I'm sure someone more experienced with silkies than I will have more insight.
 
Skip and I use a spare rabbit hutch as a broody-breaking cage. It has a plastic coated wire floor. When our Silkies go broody, when we don't want them to, we just move them over into the hutch with food and water. We don't add hay or pine shavings on the floor as you want the air to be able to hit their bums. It may only take a few days to break them but my girls are decidedly stubborn and they may remain in "chicken jail" up to a few weeks.

Here's a post that I made when one of the Cochins decided to go broody as the cold weather was setting in...

https://www.backyardchickens.com/forum/viewtopic.php?id=20384


Hope this is some help!

Dawn
 
Thanks for the info!

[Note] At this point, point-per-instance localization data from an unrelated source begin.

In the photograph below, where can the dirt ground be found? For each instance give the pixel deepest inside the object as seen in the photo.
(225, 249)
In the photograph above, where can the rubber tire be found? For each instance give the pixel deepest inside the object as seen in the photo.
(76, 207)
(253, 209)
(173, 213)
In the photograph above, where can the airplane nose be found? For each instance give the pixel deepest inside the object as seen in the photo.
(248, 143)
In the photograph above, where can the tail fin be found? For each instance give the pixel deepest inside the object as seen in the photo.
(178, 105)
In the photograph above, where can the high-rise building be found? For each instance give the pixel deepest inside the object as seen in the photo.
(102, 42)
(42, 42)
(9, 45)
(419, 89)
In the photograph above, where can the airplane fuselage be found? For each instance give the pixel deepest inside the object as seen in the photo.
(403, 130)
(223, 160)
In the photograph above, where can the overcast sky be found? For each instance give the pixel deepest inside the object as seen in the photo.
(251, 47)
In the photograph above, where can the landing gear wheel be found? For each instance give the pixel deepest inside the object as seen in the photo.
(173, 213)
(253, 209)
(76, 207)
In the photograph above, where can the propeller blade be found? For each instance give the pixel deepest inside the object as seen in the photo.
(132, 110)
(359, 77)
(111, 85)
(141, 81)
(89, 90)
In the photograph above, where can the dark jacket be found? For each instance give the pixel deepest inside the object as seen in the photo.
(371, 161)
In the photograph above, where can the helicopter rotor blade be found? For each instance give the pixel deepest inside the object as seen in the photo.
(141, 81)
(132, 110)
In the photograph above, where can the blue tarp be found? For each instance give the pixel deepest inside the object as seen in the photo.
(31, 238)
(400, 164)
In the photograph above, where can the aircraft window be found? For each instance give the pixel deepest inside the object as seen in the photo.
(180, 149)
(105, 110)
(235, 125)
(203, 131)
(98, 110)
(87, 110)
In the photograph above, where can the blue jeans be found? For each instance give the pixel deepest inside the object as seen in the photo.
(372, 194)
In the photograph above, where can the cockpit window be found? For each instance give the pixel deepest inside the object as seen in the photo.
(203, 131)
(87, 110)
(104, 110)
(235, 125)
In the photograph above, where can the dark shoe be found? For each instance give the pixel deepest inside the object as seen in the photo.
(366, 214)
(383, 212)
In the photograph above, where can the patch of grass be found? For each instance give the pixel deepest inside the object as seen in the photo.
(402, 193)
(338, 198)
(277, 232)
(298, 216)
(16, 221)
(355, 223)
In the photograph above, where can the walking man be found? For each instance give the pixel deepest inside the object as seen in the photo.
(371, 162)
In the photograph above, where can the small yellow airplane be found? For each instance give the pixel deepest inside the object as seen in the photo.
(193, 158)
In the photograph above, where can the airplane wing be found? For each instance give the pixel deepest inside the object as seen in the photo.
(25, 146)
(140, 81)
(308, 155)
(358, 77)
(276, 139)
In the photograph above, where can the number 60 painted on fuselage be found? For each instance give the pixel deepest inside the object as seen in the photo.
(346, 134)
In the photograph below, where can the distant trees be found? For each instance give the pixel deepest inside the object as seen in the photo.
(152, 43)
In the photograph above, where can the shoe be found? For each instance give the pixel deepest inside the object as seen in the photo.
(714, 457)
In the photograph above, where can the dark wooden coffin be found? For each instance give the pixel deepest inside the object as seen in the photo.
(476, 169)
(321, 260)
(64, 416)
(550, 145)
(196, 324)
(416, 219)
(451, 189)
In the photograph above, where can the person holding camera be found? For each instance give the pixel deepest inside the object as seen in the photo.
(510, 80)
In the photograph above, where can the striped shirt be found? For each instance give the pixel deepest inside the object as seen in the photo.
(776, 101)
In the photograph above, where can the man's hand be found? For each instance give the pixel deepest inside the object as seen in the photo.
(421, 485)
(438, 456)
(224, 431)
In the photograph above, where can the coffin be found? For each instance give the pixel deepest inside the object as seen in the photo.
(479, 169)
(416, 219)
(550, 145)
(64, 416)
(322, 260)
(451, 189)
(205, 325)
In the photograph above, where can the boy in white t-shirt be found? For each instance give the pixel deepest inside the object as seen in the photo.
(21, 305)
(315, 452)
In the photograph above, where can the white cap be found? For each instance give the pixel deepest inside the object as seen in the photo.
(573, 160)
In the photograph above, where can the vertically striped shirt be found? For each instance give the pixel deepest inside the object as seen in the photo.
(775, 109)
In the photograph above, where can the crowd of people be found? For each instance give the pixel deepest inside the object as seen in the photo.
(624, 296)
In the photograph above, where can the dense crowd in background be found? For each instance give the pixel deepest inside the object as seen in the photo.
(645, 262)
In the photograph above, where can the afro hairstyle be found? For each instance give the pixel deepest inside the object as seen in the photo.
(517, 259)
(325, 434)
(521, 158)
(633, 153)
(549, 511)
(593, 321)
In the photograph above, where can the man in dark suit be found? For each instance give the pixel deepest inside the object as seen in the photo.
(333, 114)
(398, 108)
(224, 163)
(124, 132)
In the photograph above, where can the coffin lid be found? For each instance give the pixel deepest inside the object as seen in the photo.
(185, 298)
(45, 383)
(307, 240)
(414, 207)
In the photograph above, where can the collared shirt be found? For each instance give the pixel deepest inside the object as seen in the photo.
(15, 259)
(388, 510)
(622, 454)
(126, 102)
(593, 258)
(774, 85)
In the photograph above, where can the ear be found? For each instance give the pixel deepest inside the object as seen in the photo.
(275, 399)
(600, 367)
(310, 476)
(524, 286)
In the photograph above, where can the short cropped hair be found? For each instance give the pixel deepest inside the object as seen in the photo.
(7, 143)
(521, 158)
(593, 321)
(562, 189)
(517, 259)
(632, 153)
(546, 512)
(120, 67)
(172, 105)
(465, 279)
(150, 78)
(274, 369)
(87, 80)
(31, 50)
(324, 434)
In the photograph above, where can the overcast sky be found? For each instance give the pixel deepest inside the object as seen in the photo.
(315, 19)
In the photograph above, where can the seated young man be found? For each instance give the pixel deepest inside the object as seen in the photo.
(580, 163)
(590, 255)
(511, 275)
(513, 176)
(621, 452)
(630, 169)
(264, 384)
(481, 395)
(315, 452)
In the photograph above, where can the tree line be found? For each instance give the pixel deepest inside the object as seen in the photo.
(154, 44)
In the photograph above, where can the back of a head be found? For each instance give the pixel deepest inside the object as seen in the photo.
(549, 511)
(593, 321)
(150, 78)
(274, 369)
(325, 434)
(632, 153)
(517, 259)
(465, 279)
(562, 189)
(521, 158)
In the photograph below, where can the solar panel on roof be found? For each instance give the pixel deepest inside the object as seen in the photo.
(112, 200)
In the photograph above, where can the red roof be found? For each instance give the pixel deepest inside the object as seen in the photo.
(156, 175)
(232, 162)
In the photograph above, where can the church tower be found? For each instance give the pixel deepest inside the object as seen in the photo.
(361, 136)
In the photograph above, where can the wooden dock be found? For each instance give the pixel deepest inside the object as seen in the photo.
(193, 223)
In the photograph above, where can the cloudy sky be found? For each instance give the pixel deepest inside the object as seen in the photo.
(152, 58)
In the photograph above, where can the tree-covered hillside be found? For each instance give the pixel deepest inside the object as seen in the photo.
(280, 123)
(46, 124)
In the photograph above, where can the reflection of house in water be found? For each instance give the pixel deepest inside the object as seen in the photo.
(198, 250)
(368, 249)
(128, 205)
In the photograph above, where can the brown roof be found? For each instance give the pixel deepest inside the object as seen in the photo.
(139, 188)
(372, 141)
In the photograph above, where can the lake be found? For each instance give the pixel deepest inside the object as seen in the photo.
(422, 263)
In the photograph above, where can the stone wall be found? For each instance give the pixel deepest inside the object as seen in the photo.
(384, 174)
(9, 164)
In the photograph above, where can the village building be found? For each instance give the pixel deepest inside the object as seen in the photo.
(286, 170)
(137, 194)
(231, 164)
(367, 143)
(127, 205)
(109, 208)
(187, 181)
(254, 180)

I might have to give that a try. All my other hens are broody or with their babies, so I do not have an fertilized eggs to put under her. I have ordered some for the bator but they way the other hen keeps adding eggs to the nest and my broody can't cover all of them all the time, I'm afraid to waste fertile eggs.
 
I have noticed on my Silkies and Cochins that if I can't make a last run to pick up eggs in the late afternoon, more times than not I'll have a hen go broody and be setting upon my return in the morning. I also do the same as above. Move them to a solitary wired bottom cage with food and water, and they are usually broke in a few days.

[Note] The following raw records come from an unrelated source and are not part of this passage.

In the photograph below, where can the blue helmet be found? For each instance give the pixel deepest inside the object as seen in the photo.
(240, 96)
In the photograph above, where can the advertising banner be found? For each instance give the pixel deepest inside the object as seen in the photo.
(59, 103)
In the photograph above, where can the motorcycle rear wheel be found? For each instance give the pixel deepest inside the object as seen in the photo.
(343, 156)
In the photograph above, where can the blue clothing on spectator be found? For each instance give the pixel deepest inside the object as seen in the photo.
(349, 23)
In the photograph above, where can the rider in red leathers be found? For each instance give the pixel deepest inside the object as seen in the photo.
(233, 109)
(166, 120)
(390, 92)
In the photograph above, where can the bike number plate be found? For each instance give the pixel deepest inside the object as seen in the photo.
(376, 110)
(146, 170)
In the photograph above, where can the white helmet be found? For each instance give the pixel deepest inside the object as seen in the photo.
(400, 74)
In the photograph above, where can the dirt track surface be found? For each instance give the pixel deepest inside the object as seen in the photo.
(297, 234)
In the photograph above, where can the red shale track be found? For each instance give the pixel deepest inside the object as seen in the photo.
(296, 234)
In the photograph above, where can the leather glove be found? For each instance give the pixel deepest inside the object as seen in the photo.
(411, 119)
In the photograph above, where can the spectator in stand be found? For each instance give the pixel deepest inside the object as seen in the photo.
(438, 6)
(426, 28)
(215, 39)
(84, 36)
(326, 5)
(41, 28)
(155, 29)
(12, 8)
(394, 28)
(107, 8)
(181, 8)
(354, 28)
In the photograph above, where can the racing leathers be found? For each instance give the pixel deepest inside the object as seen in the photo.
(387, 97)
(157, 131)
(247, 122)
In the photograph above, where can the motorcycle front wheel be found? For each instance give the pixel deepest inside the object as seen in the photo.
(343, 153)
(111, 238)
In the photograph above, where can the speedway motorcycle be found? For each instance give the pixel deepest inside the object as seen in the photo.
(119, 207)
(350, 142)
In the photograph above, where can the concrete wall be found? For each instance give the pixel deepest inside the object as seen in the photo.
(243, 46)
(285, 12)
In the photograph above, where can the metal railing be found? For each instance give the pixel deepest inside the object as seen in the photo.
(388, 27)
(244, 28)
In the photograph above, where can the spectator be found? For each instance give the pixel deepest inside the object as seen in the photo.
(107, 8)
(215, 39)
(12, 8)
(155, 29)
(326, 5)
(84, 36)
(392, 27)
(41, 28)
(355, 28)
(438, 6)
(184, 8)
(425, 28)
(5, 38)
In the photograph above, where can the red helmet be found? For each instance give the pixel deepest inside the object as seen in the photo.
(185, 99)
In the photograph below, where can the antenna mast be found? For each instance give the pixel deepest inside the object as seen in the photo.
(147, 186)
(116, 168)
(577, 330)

As a side note, some hens, especially Cochins and Silkies will adopt chicks. I have put day old chicks under my Cochin hens in the past and pulled the eggs at night and the hens will adopt them as their own.
But, sometimes she doesn't, so you have to keep an eye on her in the morning.

Danny D
 
Hi. I just joined the group and have been browsing thru the forum. After years of being "chickenless" we are now waiting on one pipped egg and 4 that haven't pipped yet. All because our granddaughter wanted to hatch eggs in an incubator for her science fair and where we expected to be given 4 to 6 eggs, we ended up with 2 dozen. They wouldn't all fit in her incubator, so we ran to the store and built another real quick. Nothing in that batch showed any signs of growing chickens, but we kept them going just the same. Being onlly 9 Britter was extremely upset that nothing hatched, so I went to another lady and got more. Britt has 4 in her incubator and her 21 days was up yesterday. No signs of pipping, but I candled them last week and there are definately chicks.

Anyway....... I responded in this one because of the question and I didn't see any responses with my father's, 2 uncles and grandfather's method of making a hen "unbroody". They would pick the hen up and dip her bottom in a pan of cool (not cold) water. Worked like a charm. Sometimes they would have to dip more than once, but usually only once.